Now that folks are actually using Fig in anger I'd like to start work
on a major overhaul based on what we've learned. Here's what I'm
thinking for Fig 0.2.0:
First off, I'd like to rewrite it from the ground up in Go (http://
golang.org/). Reasons:
* Zero dependencies. Go produces executables that don't depend on
any runtime, including libc(!). This gets us out of the rather
unfortunate situation we have now where our dependency management tool
requires a dependency management tool to get itself running. Awkward.
* Lightweight. Go executables start up faster than Ruby and use
less memory. I want fig to be as small as possible e.g. something you
would be ok calling thousands of times from within a script.
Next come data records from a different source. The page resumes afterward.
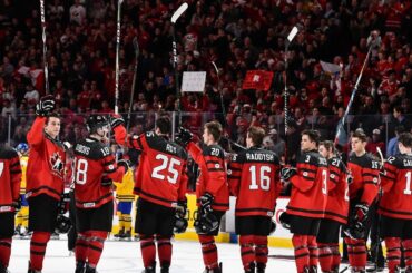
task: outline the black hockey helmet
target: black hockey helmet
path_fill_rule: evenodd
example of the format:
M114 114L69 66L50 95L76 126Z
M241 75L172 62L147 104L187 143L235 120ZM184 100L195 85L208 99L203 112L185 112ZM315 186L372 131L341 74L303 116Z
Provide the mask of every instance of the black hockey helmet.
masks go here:
M86 120L87 130L96 133L98 128L109 125L109 121L104 115L90 115Z
M56 231L58 233L68 233L71 227L71 222L65 215L59 214L56 222Z
M219 222L212 213L198 213L194 226L197 234L209 234L219 227Z

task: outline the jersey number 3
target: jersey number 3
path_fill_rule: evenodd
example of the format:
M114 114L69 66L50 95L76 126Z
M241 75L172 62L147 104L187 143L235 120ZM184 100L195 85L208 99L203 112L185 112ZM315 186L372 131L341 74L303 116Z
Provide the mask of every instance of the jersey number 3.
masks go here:
M180 162L176 158L168 158L165 155L158 154L156 156L157 160L160 160L160 166L156 167L151 172L151 177L164 181L165 175L163 175L163 170L167 168L168 175L167 181L171 184L176 184L177 178L179 177L179 172L175 168L175 166L180 166Z

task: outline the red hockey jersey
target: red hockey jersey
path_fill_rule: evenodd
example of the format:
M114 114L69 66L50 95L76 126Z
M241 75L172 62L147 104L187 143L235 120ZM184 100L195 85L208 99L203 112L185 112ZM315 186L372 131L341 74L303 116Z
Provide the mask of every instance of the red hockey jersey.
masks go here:
M20 197L21 166L16 150L0 148L0 213L14 212Z
M236 216L273 216L281 192L275 153L252 147L234 155L227 167L230 193L237 196Z
M297 174L291 178L293 187L286 212L304 217L323 218L328 191L327 159L317 150L304 152L297 158L296 169Z
M27 134L30 156L26 173L26 197L47 194L60 201L65 187L66 152L61 142L43 131L46 119L37 117Z
M76 206L97 208L112 201L112 188L102 186L101 178L121 181L124 174L125 168L117 166L108 146L92 137L77 143L72 172Z
M148 131L130 137L128 146L141 150L135 194L166 207L186 201L187 154L179 145Z
M349 157L347 169L353 177L349 186L351 201L367 205L373 203L377 195L379 167L380 163L371 154L356 156L353 153Z
M196 144L189 143L187 150L199 165L200 175L196 183L197 199L205 193L209 193L215 197L212 204L213 209L229 209L229 189L223 148L218 145L205 145L200 149Z
M349 213L346 167L339 157L332 157L327 163L331 183L328 183L325 218L346 224Z
M412 220L412 155L391 156L384 170L379 212L389 217Z

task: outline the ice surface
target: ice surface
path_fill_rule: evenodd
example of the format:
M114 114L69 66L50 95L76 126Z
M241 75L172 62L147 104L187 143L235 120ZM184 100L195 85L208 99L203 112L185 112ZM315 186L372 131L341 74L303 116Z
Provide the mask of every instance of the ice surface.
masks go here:
M204 270L200 245L197 242L175 241L171 273L202 273ZM138 242L108 241L98 264L99 273L136 273L144 270ZM243 273L239 246L236 244L217 244L223 272ZM13 240L9 270L11 273L26 273L30 252L29 240ZM269 248L269 255L292 255L288 248ZM342 267L344 267L342 265ZM69 256L67 241L49 242L42 273L75 272L75 256ZM159 270L157 270L159 272ZM294 261L269 257L266 272L296 272ZM349 271L346 271L349 272Z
* Good fit. Go bills itself as a systems language and I would
classify Fig as a systems tool. Go lets you get closer to the OS when
doing things like starting up new processes, managing environment
variables, etc.
* Concurrency. Goroutines should make it easy to implement things
like parallel downloads.
The downsides;
* Windows support isn't 100% there yet (but getting close)
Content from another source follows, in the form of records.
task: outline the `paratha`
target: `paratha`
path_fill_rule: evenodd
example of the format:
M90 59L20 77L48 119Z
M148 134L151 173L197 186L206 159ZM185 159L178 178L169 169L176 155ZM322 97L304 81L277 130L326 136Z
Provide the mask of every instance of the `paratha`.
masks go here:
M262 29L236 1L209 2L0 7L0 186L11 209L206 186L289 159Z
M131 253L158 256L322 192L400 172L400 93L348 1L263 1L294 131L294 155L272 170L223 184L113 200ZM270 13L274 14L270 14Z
* No built-in library for handling zip files (there's support for
tar and gzip, however). We can shell out to another app for the time
being.
* Nobody knows Go.
I think all of these will be fixed with time, however.
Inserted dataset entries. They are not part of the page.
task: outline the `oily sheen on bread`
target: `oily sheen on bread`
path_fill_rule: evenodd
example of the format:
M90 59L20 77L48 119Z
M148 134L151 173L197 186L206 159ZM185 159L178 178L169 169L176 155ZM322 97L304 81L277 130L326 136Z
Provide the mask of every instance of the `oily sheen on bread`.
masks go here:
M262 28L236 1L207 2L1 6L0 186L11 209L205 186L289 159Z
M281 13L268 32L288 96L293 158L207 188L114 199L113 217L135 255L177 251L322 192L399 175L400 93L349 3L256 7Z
There are a bunch of features that I want to include in Fig 0.2.0, but
I'm going to try tackling the tricky ones first to make sure we don't
design ourselves into a corner again. In particular I'd like to make
sure we can:
* Detect of cyclic dependencies
* View all transitive dependencies for a package, without actually
downloading and installing them
* Print a backtrace (i.e. the chain of "includes") whenever we get
an error
* Support an "override" keyword, to override the version of a
package specified in a dependency
* Keep track of which packages "fig retrieved" files came from, so
that we can handle changes to the package.fig file gracefully
* Lock packages in the repository during download/install so that
multiple fig processes running at the same time don't clobber each
other
* Support multiple repositories
* Handle platform specific configurations (e.g. run config A on
windows, config B on linux, etc)
* Separate the repository directory (where archives live) from the
workspace directory (where things are actually installed) in FIG_HOME
* Use MD5 checksums for repository files so we know when a local
package is corrupt
I'm also going to trying implementing the following not-so-tricky
features. If you want something that's not on this list let me know:
* Command-style command line syntax
* Make update-if-missing the default
* Allow "retrieve" statements inside configs
* Wildcards in retrieve statements (e.g. "retrieve @foo/**/*.jar-
>lib")
* "fig clean" should delete retrieved files; "fig uninstall"
should delete files from the local repos
* Anything else listed at:
http://github.com/mfoemmel/fig/issues
I have checked some inital work into a 'go' branch in the github
repository, if anyone wants to follow along or help out.